Das Publikum kann nach Belieben den Standort wechseln, es kann die Szenerie von nahem oder aus der Ferne beobachten. Es switcht zwischen den euphorisierenden und den mediativen Momenten eines Theaters, das nichts darstellen will und trotzdem etwas vorspielt. Wie gehen Sie als Regisseur mit diesem inneren Widerspruch um?
GASSNER: Er ist unauflösbar, und er hat sich erst in der Geschichte dieses Theaters entwickelt. In den frühen Partituren, die im Wiener Mumok archiviert werden, ist das noch verwurschtelt. Da sind die »Spielteilnehmer« die Akteure und die »Akteure« die Spielteilnehmer. Irgendwann scheint Nitsch dann verstanden zu haben, dass bei ihm nicht nur eine Gruppe von Leuten anwesend ist. Er begann zwischen den Handelnden und den Zuschauern zu unterscheiden. Anfangs liebte er die Vorstellung, dass sich alle für zwei lange Monate in Schloss Prinzendorf versammeln und das Aktionsspiel so sorgfältig vorbereiten, dass am Ende jeder machen kann, was er will. Alle wüssten, was geschehen soll und könnten darum intensiv teilnehmen. In diesem Fall würden auch die sogenannten Ordensregeln Sinn machen. Man hätte es mit einer Gemeinschaft zu tun, die etwas mit sich selbst für sich selbst produziert. Unsere Realität 2025 ist aber eine einzige Probenwoche.

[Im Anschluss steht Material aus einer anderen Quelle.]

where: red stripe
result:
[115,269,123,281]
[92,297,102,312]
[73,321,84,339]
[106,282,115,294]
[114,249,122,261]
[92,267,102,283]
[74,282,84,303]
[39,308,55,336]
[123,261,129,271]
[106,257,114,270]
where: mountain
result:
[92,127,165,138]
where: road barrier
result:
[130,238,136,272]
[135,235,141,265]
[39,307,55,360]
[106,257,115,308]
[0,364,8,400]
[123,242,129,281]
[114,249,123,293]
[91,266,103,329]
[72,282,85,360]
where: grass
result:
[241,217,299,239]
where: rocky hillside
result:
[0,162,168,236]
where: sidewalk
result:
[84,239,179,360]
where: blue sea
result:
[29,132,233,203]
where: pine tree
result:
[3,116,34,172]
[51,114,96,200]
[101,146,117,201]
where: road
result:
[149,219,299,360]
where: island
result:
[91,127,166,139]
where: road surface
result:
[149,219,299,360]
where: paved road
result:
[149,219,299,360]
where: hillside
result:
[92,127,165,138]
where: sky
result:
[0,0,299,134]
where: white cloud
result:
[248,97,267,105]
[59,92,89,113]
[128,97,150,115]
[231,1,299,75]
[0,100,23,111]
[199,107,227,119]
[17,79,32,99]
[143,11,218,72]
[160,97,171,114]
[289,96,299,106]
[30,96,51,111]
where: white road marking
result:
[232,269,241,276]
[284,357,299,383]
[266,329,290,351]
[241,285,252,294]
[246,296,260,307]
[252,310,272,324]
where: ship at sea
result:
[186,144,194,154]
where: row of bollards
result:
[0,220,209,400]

Findet das Orgien Mysterium für die zahlenden Besucher und Besucherinnen statt oder dient es dem Erleben der direkt Mitwirkenden?
GASSNER: Im Sinn des Erfinders wären vollkommen neutrale Akteure gefordert. Das ist gerade der Knackpunkt oder der Fehler im System. Sensuelles, Haptisches, Katharsisches erleben nämlich vor allem die Akteure und nicht die Besucher, die dem Geschehen nur mit Augen und Ohren folgen. Was tun die Akteure? Sie stellen ein Bild. Das hat etwas von einem barocken Tableau vivant, wo jemandem etwas gezeigt wird. In diesem Punkt bleibt Nitsch, ob er das nun wollte oder nicht, dem bürgerlichen Schauspiel tief verbunden. Schillers Ideal, dass wir dasitzen, bis die grosse Einsicht über uns kommt, und dann hinausgehen und sagen: »Jetzt bin ich ein besserer Mensch!« – dieses Schema konnte Nitsch nie überwinden.

Die Mitwirkenden sind Freiwillige. Kann man Freiwilligen verübeln, dass sie das eigene Erleben in den Vordergrund stellen?
GASSNER: Wer etwas macht, erlebt immer etwas. Aber bisher hat mir kein einziger Akteur von einer grossen Erleuchtung oder totaler Triebbefriedigung berichtet. Du bist in der Aktion mit ganz konkreten Dingen beschäftigt. Es ist kalt, es stinkt, du musst dich beeilen, weil du bald den Kübel holen musst, usw. Dabei kommt niemand so weit, dass sich für ihn alles ändert.
»Nitsch hat einmal den Wünsch geäussert,
eine Aktion nur mit
wohlbeleibten Menschen zu machen«
Sind die Akteure auf derselben Ebene wie die Tiere und die Requisiten angesiedelt?
GASSNER: Sie sind das durchnummerierte Material der Kunst. Es heisst in der Partitur ganz nüchtern: »Nr. 35 nackt am Kreuz«. Nur wenige Personen werden, wie in den Protokollen der Aktionen 1969-79, namentlich genannt. Der Spielleiter, der dem Modell Blut in den Mund schüttet, wird interessanter Weise überhaupt nie erwähnt. Nitsch formulierte den Höhepunkt der Ritualhandlung überwiegend im Passiv. Akteure und der Musiker·innen spielen also als Individuen überhaupt keine Rolle. Anderseits war es Nitschs sehr ernst mit der Intention, dass es einen Ruck durch die Person der Anwesenden gibt.